Armand part pour Paris pour trouver un moyen pour payer les dettes pour qu’elle n’eût pas
besoin de vendre encore plus de ses possessions. Le père d’Armand est mis au courant du
changement de vie de son fils et, étant arrivé à Paris, demande à son fils de l’y rejoindre.
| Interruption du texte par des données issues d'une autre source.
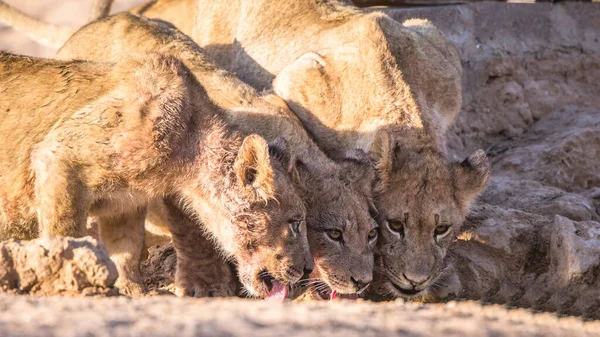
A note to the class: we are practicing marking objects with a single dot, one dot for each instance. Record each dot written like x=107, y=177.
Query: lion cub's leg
x=123, y=236
x=201, y=272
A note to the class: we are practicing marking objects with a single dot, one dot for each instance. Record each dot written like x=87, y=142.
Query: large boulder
x=52, y=266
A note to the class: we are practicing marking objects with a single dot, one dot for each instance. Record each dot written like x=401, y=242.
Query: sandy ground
x=166, y=316
x=532, y=96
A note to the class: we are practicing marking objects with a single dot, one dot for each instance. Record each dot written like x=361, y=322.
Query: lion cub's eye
x=441, y=230
x=335, y=235
x=372, y=234
x=295, y=225
x=396, y=226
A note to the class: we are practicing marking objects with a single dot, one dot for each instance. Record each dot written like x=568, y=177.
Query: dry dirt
x=532, y=98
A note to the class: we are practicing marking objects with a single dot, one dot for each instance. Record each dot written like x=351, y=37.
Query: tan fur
x=353, y=78
x=97, y=139
x=337, y=195
x=351, y=75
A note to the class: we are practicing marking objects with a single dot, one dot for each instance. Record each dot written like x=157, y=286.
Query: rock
x=51, y=266
x=528, y=260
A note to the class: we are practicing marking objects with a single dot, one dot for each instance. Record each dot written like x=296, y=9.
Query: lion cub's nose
x=416, y=279
x=360, y=285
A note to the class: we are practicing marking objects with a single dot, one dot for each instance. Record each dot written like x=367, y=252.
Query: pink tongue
x=333, y=294
x=352, y=297
x=278, y=292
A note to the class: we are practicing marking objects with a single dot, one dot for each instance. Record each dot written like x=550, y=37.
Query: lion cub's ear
x=280, y=150
x=358, y=168
x=303, y=84
x=472, y=176
x=253, y=169
x=382, y=156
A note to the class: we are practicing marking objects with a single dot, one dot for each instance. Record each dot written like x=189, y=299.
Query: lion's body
x=336, y=194
x=100, y=139
x=359, y=79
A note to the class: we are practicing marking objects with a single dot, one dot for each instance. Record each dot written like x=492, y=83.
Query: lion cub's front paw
x=203, y=289
x=129, y=287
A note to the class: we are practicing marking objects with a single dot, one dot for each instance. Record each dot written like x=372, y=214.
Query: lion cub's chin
x=263, y=284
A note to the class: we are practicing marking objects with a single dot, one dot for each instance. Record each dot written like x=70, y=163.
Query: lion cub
x=341, y=232
x=84, y=139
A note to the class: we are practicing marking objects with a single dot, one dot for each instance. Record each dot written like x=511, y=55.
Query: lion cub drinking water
x=341, y=232
x=82, y=138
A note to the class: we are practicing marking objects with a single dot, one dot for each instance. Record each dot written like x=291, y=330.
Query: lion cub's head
x=341, y=231
x=422, y=200
x=271, y=246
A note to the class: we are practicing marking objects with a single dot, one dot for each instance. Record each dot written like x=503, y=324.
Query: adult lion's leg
x=201, y=272
x=60, y=197
x=123, y=236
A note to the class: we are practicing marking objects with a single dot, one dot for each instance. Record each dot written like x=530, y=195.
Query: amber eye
x=335, y=235
x=373, y=234
x=440, y=230
x=295, y=225
x=396, y=226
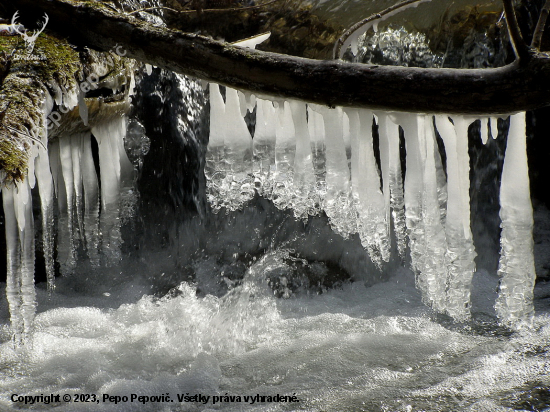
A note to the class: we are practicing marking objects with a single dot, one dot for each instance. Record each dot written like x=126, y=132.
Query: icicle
x=115, y=170
x=493, y=122
x=46, y=191
x=393, y=182
x=45, y=187
x=368, y=198
x=460, y=249
x=238, y=185
x=247, y=102
x=433, y=272
x=316, y=128
x=414, y=186
x=82, y=107
x=77, y=148
x=484, y=130
x=264, y=147
x=13, y=279
x=91, y=200
x=305, y=200
x=215, y=166
x=285, y=151
x=338, y=201
x=67, y=254
x=514, y=304
x=20, y=291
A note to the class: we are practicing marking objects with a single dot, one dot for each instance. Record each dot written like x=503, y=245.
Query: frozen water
x=516, y=267
x=460, y=249
x=369, y=200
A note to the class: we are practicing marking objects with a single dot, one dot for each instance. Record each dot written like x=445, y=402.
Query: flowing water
x=237, y=302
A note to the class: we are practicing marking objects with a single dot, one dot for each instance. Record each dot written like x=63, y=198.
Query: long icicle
x=392, y=180
x=460, y=248
x=514, y=305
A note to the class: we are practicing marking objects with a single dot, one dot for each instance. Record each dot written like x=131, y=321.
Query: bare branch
x=515, y=87
x=520, y=47
x=539, y=30
x=258, y=6
x=364, y=25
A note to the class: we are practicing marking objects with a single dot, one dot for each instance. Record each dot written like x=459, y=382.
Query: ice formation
x=313, y=159
x=68, y=186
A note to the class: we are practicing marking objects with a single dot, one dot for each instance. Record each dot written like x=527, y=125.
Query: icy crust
x=314, y=159
x=68, y=187
x=517, y=266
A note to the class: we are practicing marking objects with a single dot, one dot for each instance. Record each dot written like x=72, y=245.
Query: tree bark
x=523, y=85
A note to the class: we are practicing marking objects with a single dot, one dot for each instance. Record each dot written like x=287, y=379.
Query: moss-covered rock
x=56, y=72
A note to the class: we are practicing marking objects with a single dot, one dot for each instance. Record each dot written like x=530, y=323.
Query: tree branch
x=491, y=91
x=258, y=6
x=340, y=46
x=539, y=30
x=520, y=47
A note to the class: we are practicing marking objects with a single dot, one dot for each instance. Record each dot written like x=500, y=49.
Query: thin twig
x=539, y=30
x=340, y=42
x=520, y=48
x=153, y=8
x=207, y=10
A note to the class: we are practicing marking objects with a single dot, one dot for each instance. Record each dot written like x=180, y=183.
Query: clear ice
x=314, y=159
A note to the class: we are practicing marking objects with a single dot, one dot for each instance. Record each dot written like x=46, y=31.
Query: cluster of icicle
x=65, y=175
x=311, y=158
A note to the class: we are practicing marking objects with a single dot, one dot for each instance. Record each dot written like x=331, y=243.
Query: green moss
x=13, y=160
x=53, y=67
Pendant cette rencontre, il essaye de convaincre Armand de la nécessité de quitter
Marguerite; il n’y parvient pas. Armand retourne auprès de Marguerite, mais elle le dit de ne
surtout pas se brouiller avec son père, et d’aller demander son pardon. Pendant qu’Armand
est à Paris pour chercher son père, qu’il ne trouve pas, celui-là vient rendre visite à
Marguerite. Il lui dit de mettre fin à la liaison, parce que cette liaison noircit leur nom de
famille et qu’il est probable que le fiancé de la sœur d’Armand ne veut plus la marier si leur
nom de famille est associé à une courtisane. Finalement, elle consent. Quand Armand rentre,
Marguerite a l’air distrait. Comme son père lui a donné rendez-vous le lendemain, Armand va
105
encore une fois à Paris. Quand il revient, Marguerite est partie et ne revient pas. Il va la
chercher dans son ancien appartement, où on lui remet la lettre d’adieu de Marguerite. Il va
chez son père, qui le persuade de revenir auprès de sa famille. Mais après un mois, il se
décide à retourner à Paris pour chercher Marguerite, qu’il ne peut pas oublier.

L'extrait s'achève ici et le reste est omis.